Сел в кровати. Еще этот инопланетянин! Вода для рыбаков! Действительно, если они сейчас протопают мимо островов, то назад капитан танкер уж не поведет. Потянулся к брюкам. Надел свежую рубашку, галстук, пошел к Горину.
— Входи, Коля. — Капитан открыл дверь. Лицо цвета залежалого сыра, желтое, сморщенное. Тусклые глаза в оплывших, бурых веках. Капитан тяжело опустился в кресло. — Что это ты нарядился? Праздник какой, что ли?
— Праздник? Конечно. Праздник, Михаил Петрович, потому что мы живем, потому что мы не погибли в той войне. — Русов сел напротив Горина, налил в стаканы боржоми. — Праздник, потому что я не лег мальчишкой в какой-то из рвов Волкова или Пискаревского кладбища, что и вы не погибли там. И знаете еще почему? Потому что самое страшное, что могло быть в нашей жизни, уже было. Оно было там, капитан, в Ленинграде.
— Самое страшное? — Капитан поднял глаза. Слабо улыбнулся. — Для человека, Коля, понятие страх — понятие постоянное. Вчера ему не страшно было, когда наступил на мину, а она не взорвалась! А сегодня ему может быть очень страшно лишь оттого, что задержался у приятеля, а дома ждет жена, которая тотчас возопит, лишь ты откроешь дверь: «Ты где шатался, негодяй?»

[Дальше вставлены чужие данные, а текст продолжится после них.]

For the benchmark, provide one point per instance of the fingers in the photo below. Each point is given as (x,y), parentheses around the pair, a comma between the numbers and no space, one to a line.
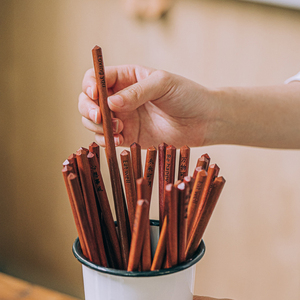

— Нет, вы не правы. Когда мне бывает очень трудно, страшно когда бывает, я вспоминаю Ленинград... И мне становится смешно: т а к о е пережито, так чего еще можно бояться? Шестьсот тысяч моих согорожан полегли в землю, а я жив! И еще чего-то боюсь? — Русов устроился в кресле поудобнее, поставил на стол пепельницу. — Мирная жизнь, капитан, измельчила нас. Тогда, в детстве, в юности мы были смелее, мы были крупнее в помыслах, в своих действиях. А сейчас? Дрожим, когда сидим в приемной у начальника управления, когда матрос напьется и надо объясняться по этому случаю в парткоме, когда... — Он чуть не сказал про бухту Хопефул, куда все же обязательно следует зайти за водой. Нет уж! Нахмурился. — Вот лежал сегодня, сон не шел, вспомнил блокаду. Дивился: как можно было там выжить? В комнате минус десять. Лед на полу. Иней на стенах, темно даже днем, потому что окно завешано какими-то тряпками. Спим в пальто, валенках, в шапках. Мама будит: «Коля, иди за водой...»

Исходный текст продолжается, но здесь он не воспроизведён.